Part 1 Arrival
Although we’ve been here for less than 72 hours already it is hard to know where to begin. Maybe it is best to start by saying thank you for your prayers for our journey and first couple of days here, and thank you to God for his faithfulness and goodness to us.
Our journey was relatively smooth though a delay in Addis Ababa meant that we didn’t make it to the Solace Guest House until well after 3am. After being in transit for nearly 24 hours it was good to finally arrive to a warm welcome at the airport and look forward to the possibility of rest.
On Friday morning we met our driver for the week - Vérité, who normally works for Scripture Union in Rwanda. His skill in navigating a small bus across unfinished roads is a marvel in itself and he is quickly becoming a good friend. Our first stop was to the Tearfund Rwanda office where we spent time talking with Emmanuel and Peninah about our programme for the week, and also enjoyed some very welcome coffee. It is clear that a lot of work has gone into the preparation for our visit to ensure that there are good outcomes for both Bloomfield and Gilgal. Already we could see John’s brain starting to tick over at the mention of irrigation problems and water issues.
After lunch with Tearfund staff we made our visit to the Genocide Memorial site. It is difficult to put into words the range of emotions that overwhelm during, and after, this visit. An introductory video features people who tell their own stories of the genocide - like the stories of the teacher, the daughter, the parent. Although it is hard to understand all that they have gone through we can relate as we try as best we can to put ourselves and our families in their shoes.
Walking through the exhibition unveils an atrocity that is beyond our comprehension and we wonder how this was tragedy was ever allowed to happen. And yet as we look around at a city that seems more at peace with itself, hear the songs of children going to school in the morning, and as we have met with the people of Gilgal church and its surrounding community we have both seen and heard stories of healing.
Part 2 Saturday
Today [Saturday] we had another early start. One of the government initiatives after the genocide was the introduction of a ‘community morning’. Everyone must stay within their local community and do some work which might involve clearing away litter, making an improvement to a building or in our case making preparations for a gully which the community hope will divert some of the rainwater that flows down from Kigali Mountain during the rainy season.

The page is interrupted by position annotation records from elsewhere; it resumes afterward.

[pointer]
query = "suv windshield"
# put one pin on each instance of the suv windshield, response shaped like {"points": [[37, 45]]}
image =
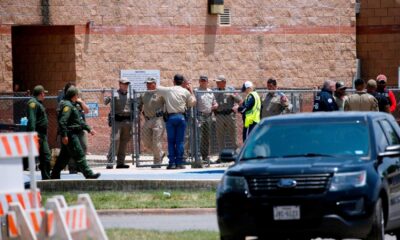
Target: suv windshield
{"points": [[308, 139]]}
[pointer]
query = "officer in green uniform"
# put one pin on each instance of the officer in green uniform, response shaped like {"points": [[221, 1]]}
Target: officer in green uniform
{"points": [[37, 121], [71, 126]]}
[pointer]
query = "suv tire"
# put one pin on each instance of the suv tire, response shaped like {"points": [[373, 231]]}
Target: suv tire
{"points": [[378, 225]]}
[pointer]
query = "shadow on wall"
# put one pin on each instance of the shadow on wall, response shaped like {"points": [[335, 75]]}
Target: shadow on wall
{"points": [[210, 34]]}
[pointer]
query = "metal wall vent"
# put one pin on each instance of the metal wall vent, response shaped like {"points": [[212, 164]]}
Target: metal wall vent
{"points": [[225, 18]]}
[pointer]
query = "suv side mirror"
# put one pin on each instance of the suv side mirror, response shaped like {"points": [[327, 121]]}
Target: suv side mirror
{"points": [[227, 155], [390, 151]]}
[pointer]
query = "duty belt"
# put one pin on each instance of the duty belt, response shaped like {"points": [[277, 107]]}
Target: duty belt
{"points": [[224, 112], [120, 118], [203, 114], [148, 118]]}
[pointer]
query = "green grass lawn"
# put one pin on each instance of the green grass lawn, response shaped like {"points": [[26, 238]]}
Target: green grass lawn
{"points": [[143, 199], [128, 234]]}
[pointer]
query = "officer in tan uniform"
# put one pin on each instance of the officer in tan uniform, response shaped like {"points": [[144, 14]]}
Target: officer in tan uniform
{"points": [[361, 100], [123, 124], [225, 114], [274, 103], [177, 101], [206, 103], [152, 107]]}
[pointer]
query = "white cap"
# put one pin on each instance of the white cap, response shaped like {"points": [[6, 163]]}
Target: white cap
{"points": [[246, 85]]}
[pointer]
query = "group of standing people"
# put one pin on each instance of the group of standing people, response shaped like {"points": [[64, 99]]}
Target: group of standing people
{"points": [[370, 96], [167, 107], [71, 127], [172, 104]]}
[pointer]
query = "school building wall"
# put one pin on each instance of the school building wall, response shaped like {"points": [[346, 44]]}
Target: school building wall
{"points": [[301, 43]]}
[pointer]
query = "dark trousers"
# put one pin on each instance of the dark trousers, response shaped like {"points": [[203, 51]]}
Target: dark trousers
{"points": [[246, 131], [176, 126], [72, 150], [44, 156]]}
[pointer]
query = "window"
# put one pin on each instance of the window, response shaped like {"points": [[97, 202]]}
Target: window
{"points": [[391, 135], [287, 140]]}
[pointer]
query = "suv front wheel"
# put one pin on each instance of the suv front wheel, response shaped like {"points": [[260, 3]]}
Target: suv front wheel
{"points": [[378, 225]]}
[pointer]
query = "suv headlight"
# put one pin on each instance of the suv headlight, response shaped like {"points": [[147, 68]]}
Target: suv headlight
{"points": [[348, 180], [234, 184]]}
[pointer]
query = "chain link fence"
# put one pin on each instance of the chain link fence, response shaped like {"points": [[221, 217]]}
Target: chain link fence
{"points": [[206, 134]]}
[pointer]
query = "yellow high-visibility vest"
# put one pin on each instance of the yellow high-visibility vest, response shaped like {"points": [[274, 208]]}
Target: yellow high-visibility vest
{"points": [[253, 115]]}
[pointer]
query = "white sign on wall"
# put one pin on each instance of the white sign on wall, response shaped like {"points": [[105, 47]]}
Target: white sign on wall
{"points": [[138, 77]]}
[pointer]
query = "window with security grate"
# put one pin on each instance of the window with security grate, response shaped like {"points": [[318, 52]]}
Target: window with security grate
{"points": [[225, 18]]}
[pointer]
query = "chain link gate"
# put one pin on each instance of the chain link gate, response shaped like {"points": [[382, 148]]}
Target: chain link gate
{"points": [[221, 130]]}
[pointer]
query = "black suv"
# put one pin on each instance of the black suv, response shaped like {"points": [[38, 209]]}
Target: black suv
{"points": [[312, 175]]}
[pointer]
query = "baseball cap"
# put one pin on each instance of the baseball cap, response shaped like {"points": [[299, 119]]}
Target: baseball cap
{"points": [[381, 77], [124, 80], [179, 78], [38, 90], [340, 85], [246, 85], [150, 80], [72, 91], [203, 77], [371, 83], [220, 78]]}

Who would have thought that Rachel and Karen would be wielding an Azada (a sturdy tool for general digging, cultivating, trenching, ridging and ground clearance etc. A bit of extra weight on the blade makes this a good choice for extra hard ground - according to the internet!) with the locals very willing to show us how it was done… but mostly just showing us up!
Reuben, John, Brian and Graham also put their collective noses to the grindstone and by the end of our hour we had cleared land, transported cement without the use of a wheelbarrow and moved stones of varying shapes and sizes which would line the walls of the gully. Michael gallantly took photographs of all our activities - proof that we actually did it! John and Brian are already thinking about how the rainwater can be harvested so that it can be used by the local community, rather than simply washing away.
The rest of the day was slightly more sedate - well for the most part anyway. We received a very warm welcome from Rev Dr Bunini and the people of Gilgal Evangelical Church. And we have learnt that there are no awkward silences in Rwanda - if there’s even a hint of one someone will break into song and the dancing begins.
We had a good session with the church leaders and some of the young people sharing about both our churches and already we can see ways in which we can learn from each other. Reuben and Rachel have identified some training needs with the young leaders, while the rest of us shared about ministries in Bloomfield and our structures. Following our ‘training’ Dr Bunini told us that he felt our partnership was from God.
As we debrief this evening and pray for our participation in church tomorrow (did we mention it’s a 3 hour service?) we are conscious that God has prepared a way for us and is equipping us for our tasks this week.